Files
nano-vllm/docs/cuda_graph_offload_guide.md
2026-01-21 21:56:24 +08:00

7.6 KiB

CUDA Graph Support for CPU Offload Mode

This document describes the CUDA graph implementation for the CPU offload decode path, which provides significant performance improvements for decode throughput.

Overview

CUDA graphs capture a sequence of GPU operations and replay them with minimal CPU overhead.

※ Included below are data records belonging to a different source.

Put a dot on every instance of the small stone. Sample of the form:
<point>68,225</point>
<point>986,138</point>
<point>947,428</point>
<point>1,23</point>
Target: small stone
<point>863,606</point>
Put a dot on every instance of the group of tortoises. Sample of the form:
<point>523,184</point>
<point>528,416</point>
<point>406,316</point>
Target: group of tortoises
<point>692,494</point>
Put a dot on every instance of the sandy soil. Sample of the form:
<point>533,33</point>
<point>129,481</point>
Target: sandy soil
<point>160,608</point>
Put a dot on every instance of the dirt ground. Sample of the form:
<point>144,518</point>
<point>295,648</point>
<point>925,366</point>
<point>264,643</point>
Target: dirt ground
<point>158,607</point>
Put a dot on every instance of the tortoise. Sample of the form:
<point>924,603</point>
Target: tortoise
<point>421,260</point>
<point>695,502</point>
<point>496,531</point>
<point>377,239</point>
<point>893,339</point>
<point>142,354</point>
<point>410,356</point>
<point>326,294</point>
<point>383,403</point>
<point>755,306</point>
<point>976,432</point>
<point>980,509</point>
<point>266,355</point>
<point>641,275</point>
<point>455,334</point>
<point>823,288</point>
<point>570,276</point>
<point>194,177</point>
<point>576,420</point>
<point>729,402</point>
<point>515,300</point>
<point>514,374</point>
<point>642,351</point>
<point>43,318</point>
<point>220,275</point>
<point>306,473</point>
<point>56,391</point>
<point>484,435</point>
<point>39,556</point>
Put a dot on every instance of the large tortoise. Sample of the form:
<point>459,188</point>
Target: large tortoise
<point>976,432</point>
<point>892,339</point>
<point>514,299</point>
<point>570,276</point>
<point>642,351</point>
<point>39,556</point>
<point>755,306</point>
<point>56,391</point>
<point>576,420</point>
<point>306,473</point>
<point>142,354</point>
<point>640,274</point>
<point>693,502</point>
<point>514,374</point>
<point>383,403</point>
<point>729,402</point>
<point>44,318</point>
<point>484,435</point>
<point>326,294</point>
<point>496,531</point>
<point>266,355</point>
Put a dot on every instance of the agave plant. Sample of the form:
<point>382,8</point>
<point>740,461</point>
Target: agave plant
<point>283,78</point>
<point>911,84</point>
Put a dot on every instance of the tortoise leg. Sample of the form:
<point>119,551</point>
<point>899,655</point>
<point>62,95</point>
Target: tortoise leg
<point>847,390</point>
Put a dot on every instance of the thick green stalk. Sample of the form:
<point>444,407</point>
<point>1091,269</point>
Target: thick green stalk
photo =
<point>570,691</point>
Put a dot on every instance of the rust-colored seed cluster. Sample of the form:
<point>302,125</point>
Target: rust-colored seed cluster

In offload mode, we capture per-layer graphs for the decode path, achieving 4x decode throughput improvement.

Performance Results

Metric Eager Mode CUDA Graph Improvement
Decode Throughput ~12 tok/s ~50 tok/s 4.2x
TPOT (Time per output token) ~80ms ~19ms 4.2x
Prefill Throughput ~8000 tok/s ~8000 tok/s Same

Architecture

Why Standard CUDA Graph Capture Doesn't Work

The standard capture_cudagraph() captures the PagedAttention decode path:

  • Uses block tables for scattered KV cache access
  • Attention.k_cache/v_cache point to PagedAttention buffers

In offload mode, the decode path is different:

  • Uses contiguous ring buffers for KV cache
  • Attention.k_cache/v_cache dynamically point to ring buffer slices
  • H2D transfers interleaved with compute

Per-Layer Graph Design

We capture one CUDA graph per transformer layer:

┌─────────────────────────────────────────────────────────────┐
│                    Offload Decode with CUDA Graphs          │
├─────────────────────────────────────────────────────────────┤
│                                                             │
│  Initialization:                                            │
│    capture_offload_cudagraph() captures 36 layer graphs     │
│    Each graph: layer.forward() with ring buffer as cache    │
│                                                             │
│  Decode Step:                                               │
│    1. Embedding (eager, outside graph)                      │
│    2. For each layer:                                       │
│       a. Wait for H2D load (outside graph)                  │
│       b. Copy decode KV to ring buffer (outside graph)      │
│       c. Set Attention.k_cache = ring_buffer[buffer_idx]    │
│       d. Set context (slot_mapping, context_lens)           │
│       e. graph.replay() - layer forward                     │
│       f. synchronize()                                      │
│       g. Copy layer_outputs -> hidden_states                │
│       h. Copy new KV to decode buffer (outside graph)       │
│       i. Start next layer H2D load                          │
│    3. Final norm and logits (eager)                         │
│                                                             │
└─────────────────────────────────────────────────────────────┘

Ring Buffer Mapping

Each layer maps to a ring buffer slot:

buffer_idx = layer_id % num_kv_buffers

With 4 buffers and 36 layers:

  • Layer 0, 4, 8, ... use buffer 0
  • Layer 1, 5, 9, ... use buffer 1
  • Layer 2, 6, 10, ... use buffer 2
  • Layer 3, 7, 11, ... use buffer 3

Implementation Details

Graph Capture (capture_offload_cudagraph)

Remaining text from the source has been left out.